I was mainly after a supply rated at 80 PLUS Bronze, however anything better was a plus. When I found the Corsair AX750 Professional Series Modular PSU, I was in power heaven. With a peak load of 750W, sleek black good looks, and a modular design supporting up to twelve SATA—II disks, I would not only have enough SATA connectors to meet the needs of my current six disk design, but also capacity to extend to the full ten disk capacity of the case if I wanted to in the future, but thanks to the modular cabling I am able to maximize the air flow in the already airy case by only installing the cases I need to deliver power to the disks and motherboards.
The power supply is 80 PLUS Gold rated the supply delivers a massive 90% efficiency at 230V even when operating at below 20% load (I will probably be in the 6-7% region) which is something very rare for a power supply. The power supply does have a fan, which is rated at 35dB at full 750W load which is load, however when running below 20% load, the fan is disabled due to the lack of heat generation which means I meet the final criteria for silence.
The supply comes with a full seven year warranty from Corsair, and because I will be only running the power supply and extremely low load levels, none of the components are likely to ever be taxed to a level to cause them to fail which means this supply ticks all the boxes I had as minimum requirements, goes an extra ten miles with tonnes of extra features and nice touches but leaves me safe in the knowledge that it will outlast my projected storage utilization for this server (and most likely the shelf life of Windows Home Server 2011 too).
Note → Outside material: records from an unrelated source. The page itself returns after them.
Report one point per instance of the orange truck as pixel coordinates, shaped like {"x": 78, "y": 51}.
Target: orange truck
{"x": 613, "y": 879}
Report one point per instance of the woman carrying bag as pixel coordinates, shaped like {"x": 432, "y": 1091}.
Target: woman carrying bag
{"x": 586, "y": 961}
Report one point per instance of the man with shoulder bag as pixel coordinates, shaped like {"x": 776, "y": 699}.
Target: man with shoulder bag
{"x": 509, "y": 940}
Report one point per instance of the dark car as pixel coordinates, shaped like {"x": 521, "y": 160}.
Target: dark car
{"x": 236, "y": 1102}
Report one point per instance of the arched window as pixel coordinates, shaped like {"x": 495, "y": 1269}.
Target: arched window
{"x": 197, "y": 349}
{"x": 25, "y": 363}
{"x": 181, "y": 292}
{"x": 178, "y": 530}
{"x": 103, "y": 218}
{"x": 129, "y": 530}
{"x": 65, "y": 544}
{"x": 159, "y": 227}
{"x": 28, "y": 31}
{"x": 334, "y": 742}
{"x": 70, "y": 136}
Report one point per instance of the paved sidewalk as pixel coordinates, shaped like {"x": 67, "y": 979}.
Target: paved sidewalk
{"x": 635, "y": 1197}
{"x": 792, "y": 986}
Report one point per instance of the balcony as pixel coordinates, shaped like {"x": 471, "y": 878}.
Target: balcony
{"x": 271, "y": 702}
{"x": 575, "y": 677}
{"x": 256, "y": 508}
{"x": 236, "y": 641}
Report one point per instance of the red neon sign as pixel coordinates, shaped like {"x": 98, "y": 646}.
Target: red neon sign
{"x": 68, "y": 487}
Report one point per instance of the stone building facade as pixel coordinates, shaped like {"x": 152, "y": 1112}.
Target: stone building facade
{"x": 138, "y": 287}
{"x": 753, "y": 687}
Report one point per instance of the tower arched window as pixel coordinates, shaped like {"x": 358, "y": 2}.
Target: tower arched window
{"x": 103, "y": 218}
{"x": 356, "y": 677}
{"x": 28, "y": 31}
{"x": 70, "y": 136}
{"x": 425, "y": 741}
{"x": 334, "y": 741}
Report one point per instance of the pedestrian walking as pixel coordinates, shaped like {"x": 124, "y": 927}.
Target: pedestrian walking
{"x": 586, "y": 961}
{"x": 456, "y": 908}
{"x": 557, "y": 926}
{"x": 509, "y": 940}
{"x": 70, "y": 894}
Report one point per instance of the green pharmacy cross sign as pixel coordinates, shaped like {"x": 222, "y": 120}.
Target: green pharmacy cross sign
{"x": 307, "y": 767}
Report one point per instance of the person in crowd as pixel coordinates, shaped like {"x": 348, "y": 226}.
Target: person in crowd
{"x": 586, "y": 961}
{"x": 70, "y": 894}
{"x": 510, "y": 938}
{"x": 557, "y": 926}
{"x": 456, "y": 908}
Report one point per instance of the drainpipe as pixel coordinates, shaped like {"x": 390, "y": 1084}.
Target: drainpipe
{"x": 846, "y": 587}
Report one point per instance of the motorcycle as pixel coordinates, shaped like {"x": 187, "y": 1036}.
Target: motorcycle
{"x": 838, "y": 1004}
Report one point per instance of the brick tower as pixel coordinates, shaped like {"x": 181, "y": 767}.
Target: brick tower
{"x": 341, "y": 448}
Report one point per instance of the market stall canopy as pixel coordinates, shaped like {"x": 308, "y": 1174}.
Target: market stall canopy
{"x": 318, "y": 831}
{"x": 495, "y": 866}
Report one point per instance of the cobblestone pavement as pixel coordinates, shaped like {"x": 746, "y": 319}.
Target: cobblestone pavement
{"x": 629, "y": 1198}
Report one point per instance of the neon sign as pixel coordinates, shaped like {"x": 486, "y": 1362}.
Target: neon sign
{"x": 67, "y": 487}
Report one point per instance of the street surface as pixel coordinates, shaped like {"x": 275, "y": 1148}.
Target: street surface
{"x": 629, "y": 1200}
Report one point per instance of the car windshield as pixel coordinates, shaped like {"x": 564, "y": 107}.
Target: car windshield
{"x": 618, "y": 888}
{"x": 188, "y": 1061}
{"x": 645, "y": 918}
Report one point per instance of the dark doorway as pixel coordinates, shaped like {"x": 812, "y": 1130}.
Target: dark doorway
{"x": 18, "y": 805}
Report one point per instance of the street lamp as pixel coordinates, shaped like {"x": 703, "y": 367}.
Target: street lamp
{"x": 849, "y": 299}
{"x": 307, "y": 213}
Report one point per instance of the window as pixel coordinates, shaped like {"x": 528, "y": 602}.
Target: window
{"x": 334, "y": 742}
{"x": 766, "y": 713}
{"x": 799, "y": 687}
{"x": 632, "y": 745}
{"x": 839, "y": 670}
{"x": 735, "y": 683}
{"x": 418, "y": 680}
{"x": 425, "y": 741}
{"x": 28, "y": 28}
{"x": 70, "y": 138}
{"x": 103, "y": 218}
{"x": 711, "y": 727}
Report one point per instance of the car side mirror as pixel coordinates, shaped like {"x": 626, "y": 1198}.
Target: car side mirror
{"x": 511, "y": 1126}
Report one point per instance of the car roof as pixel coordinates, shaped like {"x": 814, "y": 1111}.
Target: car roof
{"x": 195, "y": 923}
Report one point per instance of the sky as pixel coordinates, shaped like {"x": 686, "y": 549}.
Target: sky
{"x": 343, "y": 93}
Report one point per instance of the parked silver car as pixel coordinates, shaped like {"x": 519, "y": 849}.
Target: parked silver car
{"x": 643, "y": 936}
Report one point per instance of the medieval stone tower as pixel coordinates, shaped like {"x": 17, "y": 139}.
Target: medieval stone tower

Lastly, I decided that as I not going to be using the rear case fans that I should remove them to give me a bit more through flow for the air and also to get the hanging Molex connectors out of the way. There is a shot of the case without these fans now and the extra ventilation it will give me. The front case fans are still installed as once the build is complete I am going to review the temperatures and make a decision as to whether the temperature warrants having some air movement and if the dB level from them is acceptable.